On more than one occasion, Ramadan has shown what Berman regards as his true colors. During a 2003 television debate with Nicolas Sarkozy, then France’s interior minister, Ramadan failed to muster an outright condemnation of the practice of stoning women to death for adultery. Instead, noting the importance of “consensus among Muslims,” he called for a “moratorium” to allow for a full debate about the propriety of such punishments.
Ramadan is attractive to Western journalists partly because he is moderate in manner, always seeking consensus and middle ground. But Berman encourages us to ask: A middle ground between which poles? Between stoning adulteresses and maybe not stoning them if we can come to an accord?
Berman figures Ayaan Hirsi Ali, the Somali refugee-turned-activist who has unequivocally condemned mistreatment of women in the Muslim world, as Ramadan’s foil. Hirsi Ali is infallibly immoderate in tone. For that she has earned the backhanded admiration (at best) and disdain (at worst) of Buruma and other journalists. But at least some of her principles—a woman’s right to keep her genitals intact, for example—aren’t the sort on which democratic societies can afford to compromise.
How did Western journalists come to be more respectful of decorous fundamentalists than they are of brash secularists? For one thing, they fear that Hirsi Ali’s criticisms of her own tradition will embolden anti-Muslim bigots and xenophobes in America and Europe. Berman adds another answer that’s startlingly simple: rejections of Islamism have become life-threatening. To make the point, the book concludes with a roll call of writers and thinkers under armed guard.
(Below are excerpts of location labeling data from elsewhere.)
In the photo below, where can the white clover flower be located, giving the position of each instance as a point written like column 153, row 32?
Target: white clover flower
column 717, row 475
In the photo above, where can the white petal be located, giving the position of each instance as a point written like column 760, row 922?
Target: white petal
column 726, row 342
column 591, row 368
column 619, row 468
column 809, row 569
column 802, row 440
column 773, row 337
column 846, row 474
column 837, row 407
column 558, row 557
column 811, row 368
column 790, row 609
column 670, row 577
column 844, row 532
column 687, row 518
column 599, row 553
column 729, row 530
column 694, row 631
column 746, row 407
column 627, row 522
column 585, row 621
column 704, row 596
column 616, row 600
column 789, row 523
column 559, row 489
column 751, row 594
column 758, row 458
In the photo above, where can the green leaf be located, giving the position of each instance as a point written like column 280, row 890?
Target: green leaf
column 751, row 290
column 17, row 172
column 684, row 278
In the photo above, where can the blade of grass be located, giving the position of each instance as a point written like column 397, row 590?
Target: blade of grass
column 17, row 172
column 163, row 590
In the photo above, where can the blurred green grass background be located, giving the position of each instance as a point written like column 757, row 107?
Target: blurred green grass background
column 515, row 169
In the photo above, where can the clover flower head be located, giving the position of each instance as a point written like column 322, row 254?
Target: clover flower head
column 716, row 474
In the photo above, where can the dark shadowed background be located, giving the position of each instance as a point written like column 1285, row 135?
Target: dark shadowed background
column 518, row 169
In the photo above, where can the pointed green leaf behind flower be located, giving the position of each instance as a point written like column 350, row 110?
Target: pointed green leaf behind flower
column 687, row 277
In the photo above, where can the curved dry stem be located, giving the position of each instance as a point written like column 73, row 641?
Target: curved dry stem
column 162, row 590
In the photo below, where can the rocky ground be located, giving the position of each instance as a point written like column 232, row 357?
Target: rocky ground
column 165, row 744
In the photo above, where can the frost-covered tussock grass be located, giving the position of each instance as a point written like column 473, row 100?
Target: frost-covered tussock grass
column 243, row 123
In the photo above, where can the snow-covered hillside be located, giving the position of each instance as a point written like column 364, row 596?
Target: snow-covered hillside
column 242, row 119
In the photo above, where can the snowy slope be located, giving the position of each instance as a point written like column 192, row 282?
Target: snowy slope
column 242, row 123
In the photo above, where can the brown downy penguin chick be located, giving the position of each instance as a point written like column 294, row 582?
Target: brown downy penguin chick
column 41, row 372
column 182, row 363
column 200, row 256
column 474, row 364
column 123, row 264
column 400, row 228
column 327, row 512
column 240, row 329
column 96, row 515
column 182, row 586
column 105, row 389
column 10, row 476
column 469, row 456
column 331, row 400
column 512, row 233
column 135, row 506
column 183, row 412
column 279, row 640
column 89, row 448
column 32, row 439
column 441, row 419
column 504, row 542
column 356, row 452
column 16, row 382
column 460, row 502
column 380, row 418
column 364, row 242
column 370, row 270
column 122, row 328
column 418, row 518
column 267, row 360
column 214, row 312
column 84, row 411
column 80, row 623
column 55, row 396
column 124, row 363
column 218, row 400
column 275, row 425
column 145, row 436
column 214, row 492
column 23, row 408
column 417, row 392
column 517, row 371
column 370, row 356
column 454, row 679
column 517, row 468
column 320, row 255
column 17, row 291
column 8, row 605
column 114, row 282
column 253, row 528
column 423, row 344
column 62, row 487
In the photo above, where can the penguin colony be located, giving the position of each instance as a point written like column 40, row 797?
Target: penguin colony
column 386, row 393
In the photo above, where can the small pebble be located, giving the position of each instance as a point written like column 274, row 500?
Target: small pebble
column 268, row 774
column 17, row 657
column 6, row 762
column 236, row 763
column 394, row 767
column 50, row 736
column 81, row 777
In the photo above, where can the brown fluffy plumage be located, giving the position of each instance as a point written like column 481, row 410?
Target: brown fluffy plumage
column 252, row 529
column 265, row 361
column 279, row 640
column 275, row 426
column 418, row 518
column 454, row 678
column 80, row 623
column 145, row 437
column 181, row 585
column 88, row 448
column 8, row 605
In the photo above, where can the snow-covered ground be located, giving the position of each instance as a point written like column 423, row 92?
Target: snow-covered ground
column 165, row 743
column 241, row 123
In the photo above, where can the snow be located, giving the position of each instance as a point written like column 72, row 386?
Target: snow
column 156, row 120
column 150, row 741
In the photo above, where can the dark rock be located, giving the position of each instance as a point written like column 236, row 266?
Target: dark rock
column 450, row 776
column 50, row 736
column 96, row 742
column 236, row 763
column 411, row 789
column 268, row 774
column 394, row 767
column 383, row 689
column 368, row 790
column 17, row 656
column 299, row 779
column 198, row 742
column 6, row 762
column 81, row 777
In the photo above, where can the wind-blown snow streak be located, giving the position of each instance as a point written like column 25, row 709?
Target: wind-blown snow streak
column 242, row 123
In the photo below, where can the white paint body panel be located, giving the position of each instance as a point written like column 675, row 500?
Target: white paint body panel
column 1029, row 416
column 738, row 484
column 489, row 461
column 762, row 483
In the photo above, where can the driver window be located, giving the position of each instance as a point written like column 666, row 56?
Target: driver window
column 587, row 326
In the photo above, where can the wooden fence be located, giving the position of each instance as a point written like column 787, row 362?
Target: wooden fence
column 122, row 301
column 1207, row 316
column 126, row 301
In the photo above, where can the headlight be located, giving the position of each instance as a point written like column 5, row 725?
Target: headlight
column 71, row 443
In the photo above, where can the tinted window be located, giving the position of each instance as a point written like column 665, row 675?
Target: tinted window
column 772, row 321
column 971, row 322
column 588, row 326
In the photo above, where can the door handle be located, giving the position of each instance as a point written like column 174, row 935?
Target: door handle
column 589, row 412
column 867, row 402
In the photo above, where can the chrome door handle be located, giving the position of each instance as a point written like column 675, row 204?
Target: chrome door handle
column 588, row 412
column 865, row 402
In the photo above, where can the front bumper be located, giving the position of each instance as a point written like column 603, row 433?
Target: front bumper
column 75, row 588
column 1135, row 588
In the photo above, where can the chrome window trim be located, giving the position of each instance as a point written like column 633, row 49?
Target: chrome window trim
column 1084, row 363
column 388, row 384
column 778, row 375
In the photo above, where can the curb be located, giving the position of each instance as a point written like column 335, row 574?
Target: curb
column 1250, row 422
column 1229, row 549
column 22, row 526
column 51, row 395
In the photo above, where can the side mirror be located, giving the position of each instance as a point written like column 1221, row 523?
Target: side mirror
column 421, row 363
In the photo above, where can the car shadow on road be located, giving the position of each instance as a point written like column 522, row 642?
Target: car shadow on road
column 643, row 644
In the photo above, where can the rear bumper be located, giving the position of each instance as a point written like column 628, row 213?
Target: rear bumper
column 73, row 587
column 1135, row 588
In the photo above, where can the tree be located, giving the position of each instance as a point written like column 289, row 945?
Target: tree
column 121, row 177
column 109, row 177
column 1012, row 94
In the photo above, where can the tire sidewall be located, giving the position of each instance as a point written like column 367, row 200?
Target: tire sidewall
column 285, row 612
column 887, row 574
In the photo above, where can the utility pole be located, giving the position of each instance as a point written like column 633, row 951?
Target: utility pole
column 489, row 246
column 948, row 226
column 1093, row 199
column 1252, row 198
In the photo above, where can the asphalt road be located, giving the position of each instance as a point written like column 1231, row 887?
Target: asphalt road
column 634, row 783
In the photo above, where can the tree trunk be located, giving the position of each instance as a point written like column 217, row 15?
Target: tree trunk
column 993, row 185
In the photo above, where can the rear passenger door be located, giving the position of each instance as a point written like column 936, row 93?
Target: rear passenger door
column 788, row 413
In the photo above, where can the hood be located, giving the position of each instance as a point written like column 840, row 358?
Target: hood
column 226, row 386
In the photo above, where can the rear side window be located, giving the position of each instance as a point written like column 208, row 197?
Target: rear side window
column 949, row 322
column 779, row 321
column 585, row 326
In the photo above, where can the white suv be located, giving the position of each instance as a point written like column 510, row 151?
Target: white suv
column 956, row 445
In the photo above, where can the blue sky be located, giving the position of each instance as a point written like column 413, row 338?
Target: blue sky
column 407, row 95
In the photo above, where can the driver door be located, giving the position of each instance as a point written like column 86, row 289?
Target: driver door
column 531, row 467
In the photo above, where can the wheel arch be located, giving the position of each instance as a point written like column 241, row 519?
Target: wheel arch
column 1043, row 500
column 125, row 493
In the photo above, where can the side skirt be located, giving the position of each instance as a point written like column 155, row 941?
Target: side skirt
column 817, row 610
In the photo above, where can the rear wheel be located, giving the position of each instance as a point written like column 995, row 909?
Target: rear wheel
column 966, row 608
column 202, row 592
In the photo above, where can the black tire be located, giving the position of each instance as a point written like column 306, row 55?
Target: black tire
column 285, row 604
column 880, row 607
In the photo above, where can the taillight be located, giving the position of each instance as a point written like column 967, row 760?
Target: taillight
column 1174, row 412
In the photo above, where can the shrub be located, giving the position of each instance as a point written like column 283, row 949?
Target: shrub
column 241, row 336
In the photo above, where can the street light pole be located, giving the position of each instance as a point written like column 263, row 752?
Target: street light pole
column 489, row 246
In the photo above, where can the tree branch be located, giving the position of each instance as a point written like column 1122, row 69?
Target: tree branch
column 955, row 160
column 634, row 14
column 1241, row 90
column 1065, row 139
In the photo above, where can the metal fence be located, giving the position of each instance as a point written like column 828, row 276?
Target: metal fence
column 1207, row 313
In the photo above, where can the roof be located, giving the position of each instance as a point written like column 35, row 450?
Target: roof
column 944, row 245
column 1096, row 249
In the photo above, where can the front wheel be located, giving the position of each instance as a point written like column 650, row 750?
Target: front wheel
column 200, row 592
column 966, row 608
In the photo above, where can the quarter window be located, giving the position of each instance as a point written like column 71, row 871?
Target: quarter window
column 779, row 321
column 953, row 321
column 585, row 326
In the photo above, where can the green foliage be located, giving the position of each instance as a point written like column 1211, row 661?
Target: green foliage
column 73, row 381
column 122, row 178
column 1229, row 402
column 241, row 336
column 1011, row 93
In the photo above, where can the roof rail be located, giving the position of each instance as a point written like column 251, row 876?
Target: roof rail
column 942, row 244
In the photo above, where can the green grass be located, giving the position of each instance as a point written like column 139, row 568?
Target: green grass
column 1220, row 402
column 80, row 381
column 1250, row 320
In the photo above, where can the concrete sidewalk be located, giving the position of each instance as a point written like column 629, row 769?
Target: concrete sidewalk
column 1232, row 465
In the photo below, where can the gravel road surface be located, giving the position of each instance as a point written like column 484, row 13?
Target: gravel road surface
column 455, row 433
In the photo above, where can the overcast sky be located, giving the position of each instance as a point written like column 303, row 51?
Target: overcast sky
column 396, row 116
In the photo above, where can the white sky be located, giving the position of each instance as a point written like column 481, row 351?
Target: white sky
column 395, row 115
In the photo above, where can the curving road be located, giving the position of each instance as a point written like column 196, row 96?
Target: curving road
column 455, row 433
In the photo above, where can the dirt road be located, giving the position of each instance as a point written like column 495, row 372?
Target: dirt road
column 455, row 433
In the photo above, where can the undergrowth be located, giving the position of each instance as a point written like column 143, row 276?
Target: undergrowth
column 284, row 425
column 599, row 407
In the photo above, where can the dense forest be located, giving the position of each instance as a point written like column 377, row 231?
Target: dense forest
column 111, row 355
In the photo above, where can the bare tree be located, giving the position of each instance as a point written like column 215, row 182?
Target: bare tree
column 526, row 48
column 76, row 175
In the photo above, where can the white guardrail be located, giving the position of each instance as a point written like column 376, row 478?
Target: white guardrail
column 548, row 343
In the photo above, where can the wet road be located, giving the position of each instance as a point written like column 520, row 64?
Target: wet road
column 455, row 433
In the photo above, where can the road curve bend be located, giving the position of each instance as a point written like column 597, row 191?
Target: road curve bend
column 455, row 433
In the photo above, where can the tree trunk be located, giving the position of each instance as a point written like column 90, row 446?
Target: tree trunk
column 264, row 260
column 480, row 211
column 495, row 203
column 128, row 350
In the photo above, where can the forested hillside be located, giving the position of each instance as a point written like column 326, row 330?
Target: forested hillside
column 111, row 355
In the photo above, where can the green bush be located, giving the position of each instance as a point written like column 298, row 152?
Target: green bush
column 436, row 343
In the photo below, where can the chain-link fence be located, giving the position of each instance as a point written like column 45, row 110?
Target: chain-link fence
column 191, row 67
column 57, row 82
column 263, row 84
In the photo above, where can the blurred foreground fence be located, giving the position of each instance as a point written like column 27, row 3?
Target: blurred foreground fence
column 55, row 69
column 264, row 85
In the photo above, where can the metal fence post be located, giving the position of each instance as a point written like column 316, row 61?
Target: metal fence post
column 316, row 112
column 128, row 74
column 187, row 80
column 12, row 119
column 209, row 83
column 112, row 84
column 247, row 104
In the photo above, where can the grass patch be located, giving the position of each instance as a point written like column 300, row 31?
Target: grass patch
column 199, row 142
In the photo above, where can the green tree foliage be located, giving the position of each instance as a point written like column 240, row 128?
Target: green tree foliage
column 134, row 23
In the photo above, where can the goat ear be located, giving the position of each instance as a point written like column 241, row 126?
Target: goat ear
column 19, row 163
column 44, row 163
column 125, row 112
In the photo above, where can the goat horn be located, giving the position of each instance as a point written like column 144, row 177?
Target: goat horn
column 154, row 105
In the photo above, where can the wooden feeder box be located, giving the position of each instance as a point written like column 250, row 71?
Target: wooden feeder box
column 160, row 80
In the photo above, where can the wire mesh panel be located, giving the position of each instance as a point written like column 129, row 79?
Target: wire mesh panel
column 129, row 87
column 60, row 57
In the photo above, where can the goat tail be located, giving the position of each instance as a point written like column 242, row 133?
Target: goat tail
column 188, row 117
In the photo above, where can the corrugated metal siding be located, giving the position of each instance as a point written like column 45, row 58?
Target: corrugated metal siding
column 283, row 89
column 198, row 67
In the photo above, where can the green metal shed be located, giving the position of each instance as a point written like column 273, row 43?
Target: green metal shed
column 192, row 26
Flight of the Intellectuals is a reminder of the frailties of journalism, and not only in the face of death. “It is not obvious to me that Buruma, in preparing his profile for The New York Times Magazine, had read very much by Ramadan,” Berman complains. Journalists try to approximate the truth with the time and information they have. Rarely can they digest the complete works of a writer as prolific as Ramadan or, for that matter, the vast body of other sources Berman patiently draws on. Journalists choose an angle and go with it—and sometimes, as this sharply argued book suggests, they get it wrong.